We first find the digits of the base 27 representation of 6406525.
\begin{align*} 6406525 mod 27 = 19 \quad\amp 6406525 div 27 = 237278\\ 237278 mod 27 = 2 \amp 237278 div 27 = 8788\\ 8788 mod 27 = 13 \amp 8788 div 27 = 325\\ 325 mod 27 = 1 \amp 325 div 27 = 12\\ 12 mod 27 = 12 \amp 12 div 27 = 0 \end{align*}
Thus the base \(27\) representation of \(6406525\) is
\begin{equation*} 6406525 = 1\cdot 27^4+12\cdot 27^3+13 \cdot 27^2+2\cdot 27+ 19 \end{equation*}
We have \(C^{-1}(12) = \mathtt{l}\text{,}\) \(C^{-1}(1) = \mathtt{a}\text{,}\) \(C^{-1}(13) = \mathtt{m}\text{,}\) \(C^{-1}(2) = b\text{,}\) and \(C^{-1}(19) = \mathtt{s}. \text{.}\) So the word encoded as \(6406525\) is \(\mathtt{lambs}\text{.}\)
In Checkpoint 12.33 apply these methods to recover a word that is encoded in a number.

Checkpoint 12.33. Convert number to word.

A word is encoded in the integer:
\(6565771\)
We find the digits of the base 27 representation
\(6565771 =\) \(\cdot 27^4+\) \(\cdot 27^3+\) \(\cdot 27^2+\) \(\cdot 27+\)
Applying the inverse
\(C^{-1}: \lbrace 0,1,2,3,\dots,26\rbrace \to \lbrace \mathtt{-},\mathtt{a},\mathtt{b},\mathtt{c},\dots,\mathtt{z}\rbrace\) with \(C^{-1}(0)=\mathtt{-}\text{,}\) \(C^{-1}(1)=\mathtt{a}\text{,}\) \(C^{-1}(2)=\mathtt{b}\text{,}\) \(\dots\text{,}\) \(C^{-1}(26)=\mathtt{z}\text{,}\)
of the encoding function \(C\) to these integers we obtain the word:
described in detail following the image
A man is looking at a computer monitor and speaking into a microphone.
Man 1: A’la’ih, do’neh’lini, do’neh’lini, a’la’ih, do’neh’lini, a’la’ih, do’neh’lini, do’neh’lini, a’la’ih, a’la’ih, do’neh’lini, a’la’ih, do’neh’lini,do’neh’lini, do’neh’lini...

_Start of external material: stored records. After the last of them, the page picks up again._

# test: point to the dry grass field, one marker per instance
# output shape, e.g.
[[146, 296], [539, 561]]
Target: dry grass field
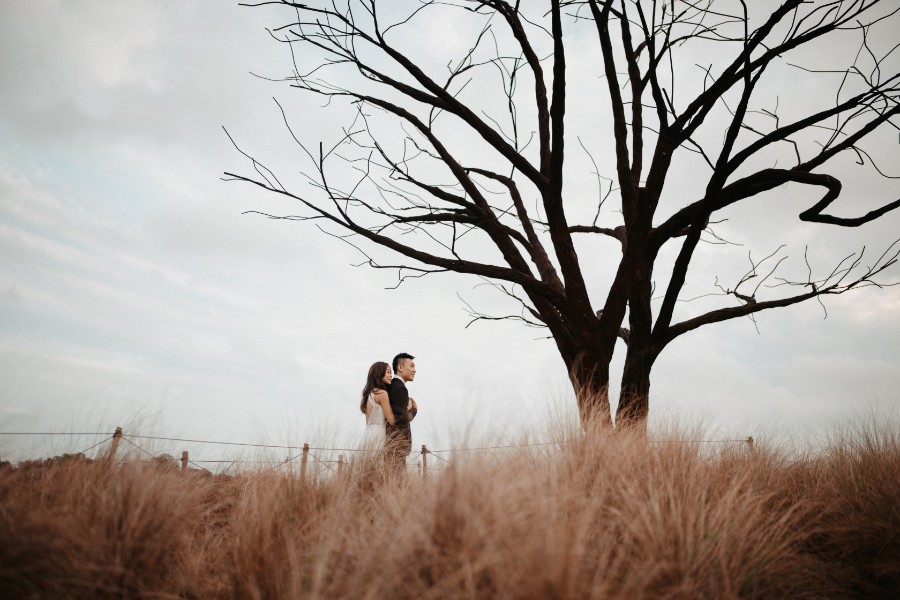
[[606, 515]]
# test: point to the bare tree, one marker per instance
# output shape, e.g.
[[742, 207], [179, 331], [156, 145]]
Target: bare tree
[[458, 163]]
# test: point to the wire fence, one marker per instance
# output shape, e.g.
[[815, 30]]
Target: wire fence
[[316, 461]]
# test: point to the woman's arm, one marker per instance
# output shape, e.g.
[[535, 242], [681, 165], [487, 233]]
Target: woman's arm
[[382, 398]]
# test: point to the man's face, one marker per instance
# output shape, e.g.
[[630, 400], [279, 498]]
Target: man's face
[[406, 369]]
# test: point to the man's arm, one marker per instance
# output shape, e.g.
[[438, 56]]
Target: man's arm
[[399, 396]]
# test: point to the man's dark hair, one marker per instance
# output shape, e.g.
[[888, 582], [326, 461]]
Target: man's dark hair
[[397, 359]]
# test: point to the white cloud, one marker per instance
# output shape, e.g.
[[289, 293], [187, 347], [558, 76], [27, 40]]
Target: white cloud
[[131, 284]]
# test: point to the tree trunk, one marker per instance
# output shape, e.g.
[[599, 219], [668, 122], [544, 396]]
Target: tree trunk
[[589, 375], [634, 398]]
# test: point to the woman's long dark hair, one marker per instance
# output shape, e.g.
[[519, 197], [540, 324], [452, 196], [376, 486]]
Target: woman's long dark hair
[[375, 379]]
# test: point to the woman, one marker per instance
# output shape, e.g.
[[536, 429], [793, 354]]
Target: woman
[[376, 405]]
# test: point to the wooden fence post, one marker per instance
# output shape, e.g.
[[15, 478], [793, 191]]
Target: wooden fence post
[[115, 446], [424, 462], [303, 461]]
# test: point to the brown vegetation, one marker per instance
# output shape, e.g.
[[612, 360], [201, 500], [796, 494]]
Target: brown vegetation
[[603, 516]]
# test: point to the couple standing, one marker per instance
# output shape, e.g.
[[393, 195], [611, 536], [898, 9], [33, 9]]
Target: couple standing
[[389, 409]]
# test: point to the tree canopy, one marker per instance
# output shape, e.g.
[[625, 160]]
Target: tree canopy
[[582, 155]]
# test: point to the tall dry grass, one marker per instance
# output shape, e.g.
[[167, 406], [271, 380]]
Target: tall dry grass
[[607, 515]]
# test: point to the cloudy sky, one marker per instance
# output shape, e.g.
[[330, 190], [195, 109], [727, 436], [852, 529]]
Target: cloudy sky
[[134, 292]]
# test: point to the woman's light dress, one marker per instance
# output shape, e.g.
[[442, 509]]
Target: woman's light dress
[[373, 438]]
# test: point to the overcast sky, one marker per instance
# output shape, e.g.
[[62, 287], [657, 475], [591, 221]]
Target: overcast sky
[[134, 292]]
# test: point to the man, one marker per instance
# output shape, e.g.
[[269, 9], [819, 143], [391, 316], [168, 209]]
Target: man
[[399, 435]]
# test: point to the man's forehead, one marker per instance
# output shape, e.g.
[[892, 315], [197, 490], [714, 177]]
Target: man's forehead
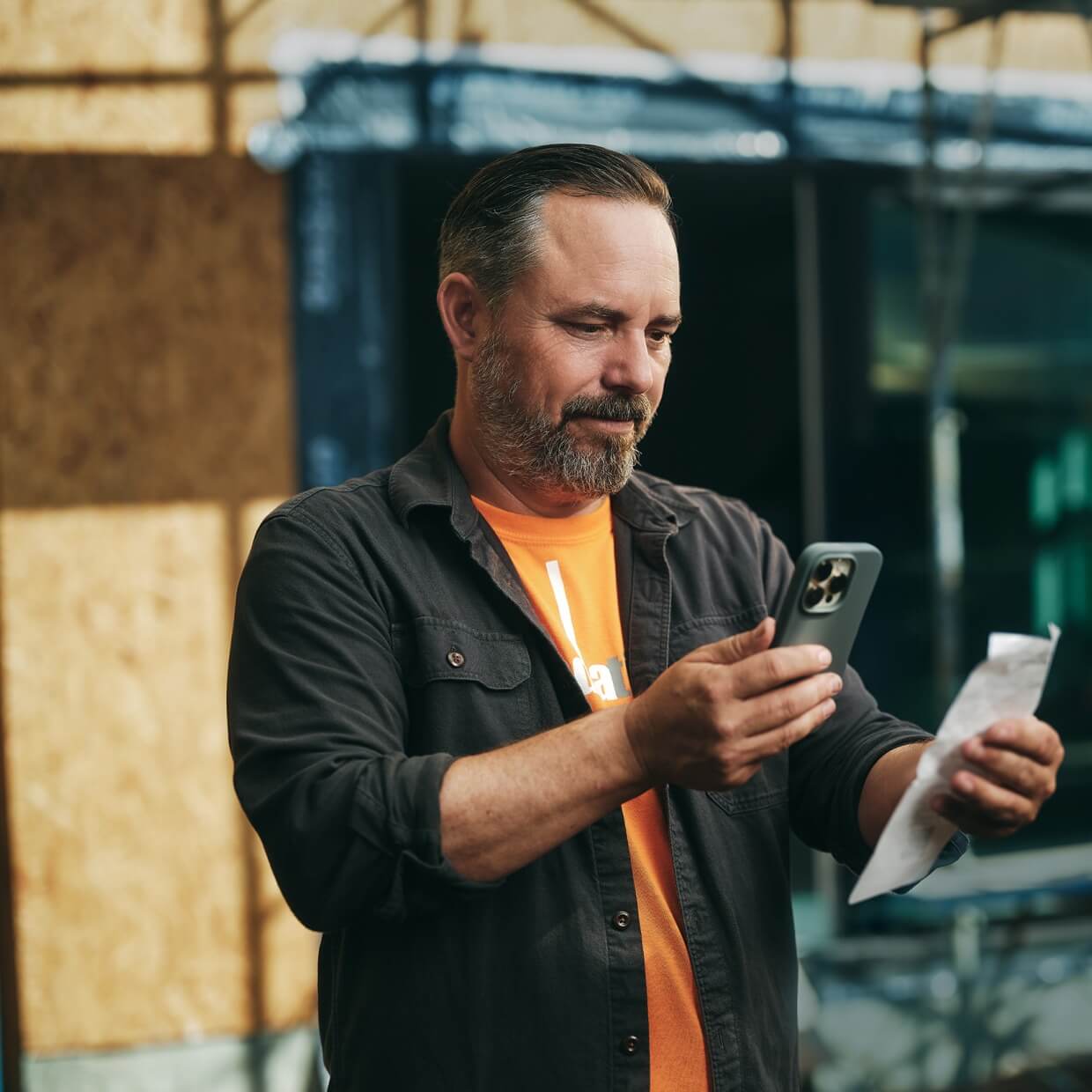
[[597, 250], [587, 222]]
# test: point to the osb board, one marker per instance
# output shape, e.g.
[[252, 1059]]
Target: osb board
[[145, 335], [131, 913], [156, 121], [76, 36], [144, 909]]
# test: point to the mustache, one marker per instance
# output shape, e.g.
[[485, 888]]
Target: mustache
[[637, 409]]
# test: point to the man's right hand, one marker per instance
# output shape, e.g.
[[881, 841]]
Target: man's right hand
[[711, 719]]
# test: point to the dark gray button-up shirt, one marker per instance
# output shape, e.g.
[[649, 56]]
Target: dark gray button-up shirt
[[381, 631]]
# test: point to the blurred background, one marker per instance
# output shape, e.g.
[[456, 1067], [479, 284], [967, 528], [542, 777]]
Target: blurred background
[[218, 233]]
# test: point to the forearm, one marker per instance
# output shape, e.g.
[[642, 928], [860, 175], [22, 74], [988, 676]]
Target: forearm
[[505, 808], [883, 787]]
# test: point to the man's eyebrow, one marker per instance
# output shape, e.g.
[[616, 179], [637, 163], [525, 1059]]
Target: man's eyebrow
[[593, 310]]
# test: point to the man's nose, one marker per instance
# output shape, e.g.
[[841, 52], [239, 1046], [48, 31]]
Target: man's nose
[[631, 365]]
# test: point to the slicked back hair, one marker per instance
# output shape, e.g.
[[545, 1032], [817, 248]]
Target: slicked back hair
[[492, 228]]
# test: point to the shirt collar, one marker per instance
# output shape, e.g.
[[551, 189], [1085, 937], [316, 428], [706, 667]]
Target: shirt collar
[[431, 476]]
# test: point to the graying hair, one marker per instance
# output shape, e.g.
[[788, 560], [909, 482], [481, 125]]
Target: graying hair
[[492, 228]]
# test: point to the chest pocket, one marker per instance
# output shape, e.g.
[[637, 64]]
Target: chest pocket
[[469, 690], [769, 787]]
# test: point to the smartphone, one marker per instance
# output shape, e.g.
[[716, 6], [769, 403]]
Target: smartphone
[[827, 597]]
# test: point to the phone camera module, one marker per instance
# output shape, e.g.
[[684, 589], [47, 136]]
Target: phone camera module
[[828, 585]]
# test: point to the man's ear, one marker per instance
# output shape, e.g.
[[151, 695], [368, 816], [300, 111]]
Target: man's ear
[[463, 313]]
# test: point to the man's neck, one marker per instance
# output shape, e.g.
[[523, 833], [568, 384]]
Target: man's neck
[[495, 487]]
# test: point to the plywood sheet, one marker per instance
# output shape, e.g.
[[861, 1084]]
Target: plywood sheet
[[151, 121], [130, 908], [146, 332], [77, 36]]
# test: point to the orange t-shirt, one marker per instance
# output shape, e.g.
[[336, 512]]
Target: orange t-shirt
[[568, 572]]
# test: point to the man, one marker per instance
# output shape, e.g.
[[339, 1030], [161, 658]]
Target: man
[[505, 715]]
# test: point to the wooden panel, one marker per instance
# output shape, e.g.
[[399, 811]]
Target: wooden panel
[[130, 909], [137, 119], [76, 36], [146, 404], [148, 347]]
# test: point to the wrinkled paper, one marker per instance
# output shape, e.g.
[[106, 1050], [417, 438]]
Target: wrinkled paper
[[1009, 682]]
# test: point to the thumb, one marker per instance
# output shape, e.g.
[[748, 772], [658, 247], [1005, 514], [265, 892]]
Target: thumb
[[731, 650]]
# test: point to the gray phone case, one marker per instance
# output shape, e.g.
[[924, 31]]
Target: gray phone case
[[837, 628]]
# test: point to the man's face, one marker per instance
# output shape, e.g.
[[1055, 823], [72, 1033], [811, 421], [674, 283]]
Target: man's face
[[572, 373]]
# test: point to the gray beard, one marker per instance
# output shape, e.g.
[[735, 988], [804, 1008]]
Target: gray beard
[[542, 455]]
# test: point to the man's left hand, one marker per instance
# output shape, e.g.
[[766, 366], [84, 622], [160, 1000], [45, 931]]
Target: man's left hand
[[1015, 764]]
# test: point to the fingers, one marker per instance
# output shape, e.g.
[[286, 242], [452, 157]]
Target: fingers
[[985, 808], [767, 670], [777, 708], [777, 740], [1029, 736], [1011, 770]]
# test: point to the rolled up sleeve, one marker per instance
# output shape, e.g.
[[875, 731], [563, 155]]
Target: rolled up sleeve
[[318, 725]]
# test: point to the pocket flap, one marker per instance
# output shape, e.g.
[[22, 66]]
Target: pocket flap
[[444, 649]]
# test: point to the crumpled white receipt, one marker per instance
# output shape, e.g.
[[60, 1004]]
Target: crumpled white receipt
[[1009, 682]]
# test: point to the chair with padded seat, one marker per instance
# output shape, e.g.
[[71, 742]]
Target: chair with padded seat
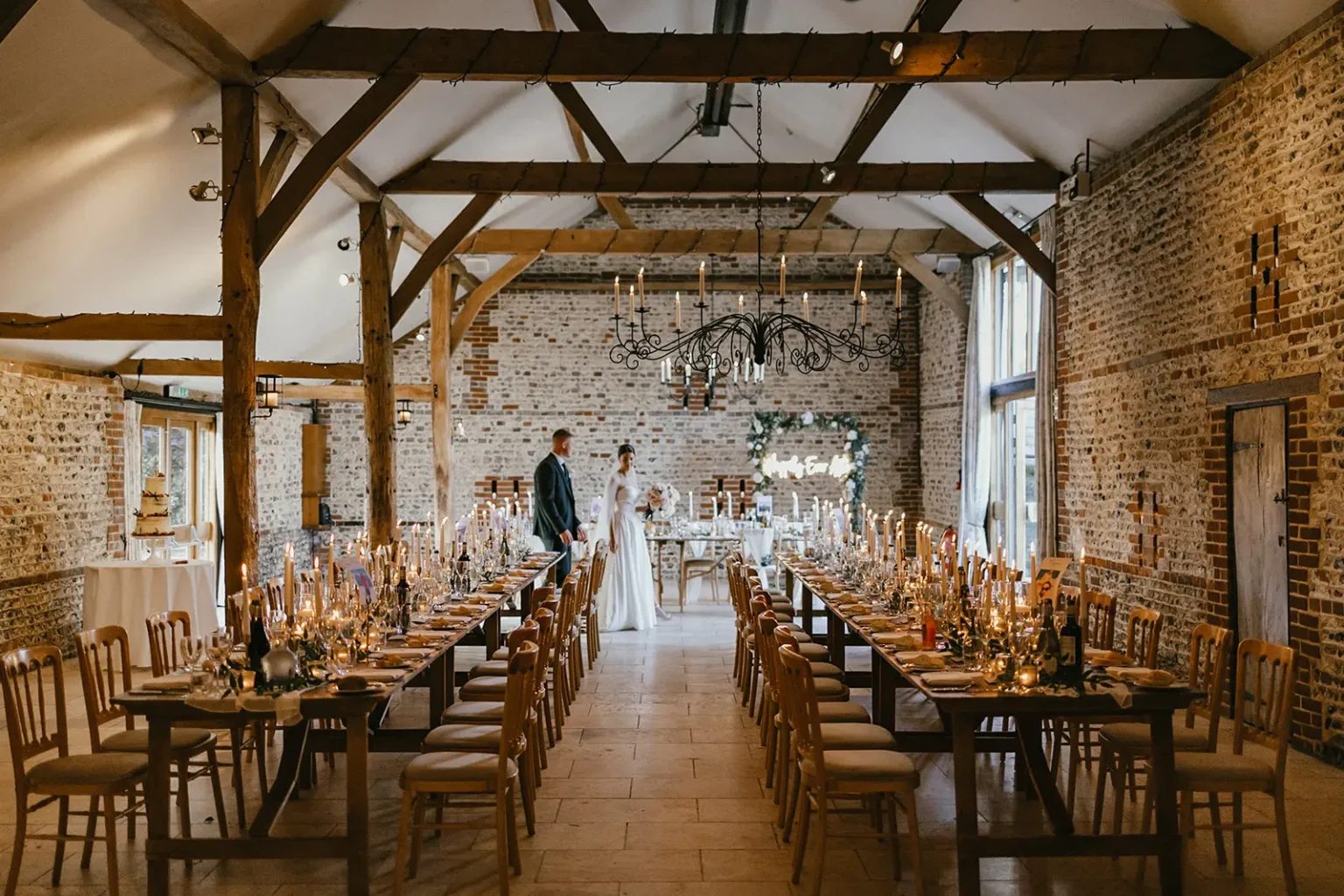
[[165, 632], [875, 777], [37, 723], [105, 670], [492, 775], [486, 737], [1263, 712], [1125, 743]]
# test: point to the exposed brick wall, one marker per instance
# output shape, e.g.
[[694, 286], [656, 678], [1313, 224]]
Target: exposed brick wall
[[534, 361], [62, 497], [1155, 308]]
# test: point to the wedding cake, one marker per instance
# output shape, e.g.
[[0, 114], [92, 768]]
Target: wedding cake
[[152, 520]]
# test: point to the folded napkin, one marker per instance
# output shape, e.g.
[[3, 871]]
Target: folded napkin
[[898, 640], [1120, 693], [175, 682], [937, 680], [920, 659]]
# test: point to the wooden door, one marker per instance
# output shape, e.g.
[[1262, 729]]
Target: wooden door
[[1260, 522]]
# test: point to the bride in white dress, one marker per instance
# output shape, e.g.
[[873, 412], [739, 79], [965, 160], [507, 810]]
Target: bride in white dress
[[626, 598]]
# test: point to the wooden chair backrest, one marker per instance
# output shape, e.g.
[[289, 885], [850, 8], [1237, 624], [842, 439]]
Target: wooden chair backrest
[[165, 633], [1098, 620], [105, 672], [1208, 647], [35, 719], [1264, 696], [799, 690], [523, 668], [1144, 635]]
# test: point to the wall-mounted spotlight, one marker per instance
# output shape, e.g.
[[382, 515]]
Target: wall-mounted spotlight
[[206, 191], [207, 136], [895, 52], [268, 396]]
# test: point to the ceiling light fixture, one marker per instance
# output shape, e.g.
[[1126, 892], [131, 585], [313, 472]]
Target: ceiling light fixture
[[207, 136], [206, 191]]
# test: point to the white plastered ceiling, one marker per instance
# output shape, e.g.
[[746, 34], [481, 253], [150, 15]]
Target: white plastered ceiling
[[95, 152]]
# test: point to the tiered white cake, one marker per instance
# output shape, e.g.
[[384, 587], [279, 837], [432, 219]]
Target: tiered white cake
[[152, 520]]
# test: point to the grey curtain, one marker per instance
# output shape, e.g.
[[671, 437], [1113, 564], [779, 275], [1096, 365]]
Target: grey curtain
[[1047, 514], [976, 426]]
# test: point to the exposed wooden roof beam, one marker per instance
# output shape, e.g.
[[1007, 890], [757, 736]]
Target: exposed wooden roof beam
[[718, 242], [198, 367], [476, 300], [275, 164], [569, 97], [1130, 54], [10, 14], [930, 15], [1013, 238], [117, 328], [324, 156], [732, 178], [938, 288], [179, 27], [582, 15], [444, 246]]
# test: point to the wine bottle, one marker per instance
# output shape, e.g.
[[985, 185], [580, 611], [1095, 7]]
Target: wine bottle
[[1071, 650], [403, 601], [1047, 644]]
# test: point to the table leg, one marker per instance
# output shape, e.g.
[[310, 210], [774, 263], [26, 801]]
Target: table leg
[[680, 578], [835, 639], [441, 685], [1161, 780], [156, 800], [356, 803], [286, 775], [1033, 757], [808, 607], [968, 818]]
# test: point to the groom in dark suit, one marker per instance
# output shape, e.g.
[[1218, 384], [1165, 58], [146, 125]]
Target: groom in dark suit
[[556, 522]]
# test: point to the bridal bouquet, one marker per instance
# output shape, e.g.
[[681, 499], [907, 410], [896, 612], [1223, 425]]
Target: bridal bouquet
[[660, 501]]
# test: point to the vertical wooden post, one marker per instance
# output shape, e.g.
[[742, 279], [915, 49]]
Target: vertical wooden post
[[241, 305], [379, 406], [443, 290]]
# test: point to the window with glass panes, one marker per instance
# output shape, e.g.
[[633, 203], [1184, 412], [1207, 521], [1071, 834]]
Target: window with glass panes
[[182, 446], [1016, 326]]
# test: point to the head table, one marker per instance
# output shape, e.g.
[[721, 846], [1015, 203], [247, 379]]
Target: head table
[[361, 713], [962, 713]]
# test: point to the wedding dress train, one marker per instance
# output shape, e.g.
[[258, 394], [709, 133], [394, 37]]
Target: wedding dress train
[[628, 598]]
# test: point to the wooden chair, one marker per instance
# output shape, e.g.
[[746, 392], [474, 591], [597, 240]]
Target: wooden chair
[[486, 738], [875, 777], [38, 728], [1141, 641], [165, 633], [486, 774], [1124, 743], [105, 672], [1264, 708]]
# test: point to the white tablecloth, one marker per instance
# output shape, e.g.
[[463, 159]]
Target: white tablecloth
[[122, 592]]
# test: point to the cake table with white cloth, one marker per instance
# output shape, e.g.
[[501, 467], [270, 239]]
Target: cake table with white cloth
[[122, 592]]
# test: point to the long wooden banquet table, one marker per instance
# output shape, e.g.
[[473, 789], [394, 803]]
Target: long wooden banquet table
[[363, 732], [964, 710]]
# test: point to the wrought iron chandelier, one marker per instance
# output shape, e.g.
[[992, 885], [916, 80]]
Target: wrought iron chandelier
[[746, 344]]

Two men are talking nearby.
Man 2: For added security, after we encrypt the data stream, we send it through our Navajo code talker. Man 3:...Is he just using Navajo words for "Zero" and "One"? Man 2: Woah, hey, keep your voice down!
Title text: As far as I can tell, Navajo doesn’t have a common word for ’zero’. do-neh-lini means ’neutral’.
As far as I can tell, Navajo doesn’t have a common word for ’zero’. do-neh-lini means ’neutral’.
Figure 12.34. Code Talkersby Randall Munroe ( https://xkcd.com/257 ).
We end this section with the remark that we made several (somewhat arbitrary) choices in our encoding and decoding scheme.
  • We used our simple character encoding function \(C\text{.}\) In the real world one would use an encoding standard such as ASCII or UTF-8. In both cases one would use \(256\) instead of \(27\text{.}\)
  • The order we chose for encoding and decoding the characters in a word or more general string was chosen to match the order in which we write base \(b\) expansions. The reverse order would also be a good choice.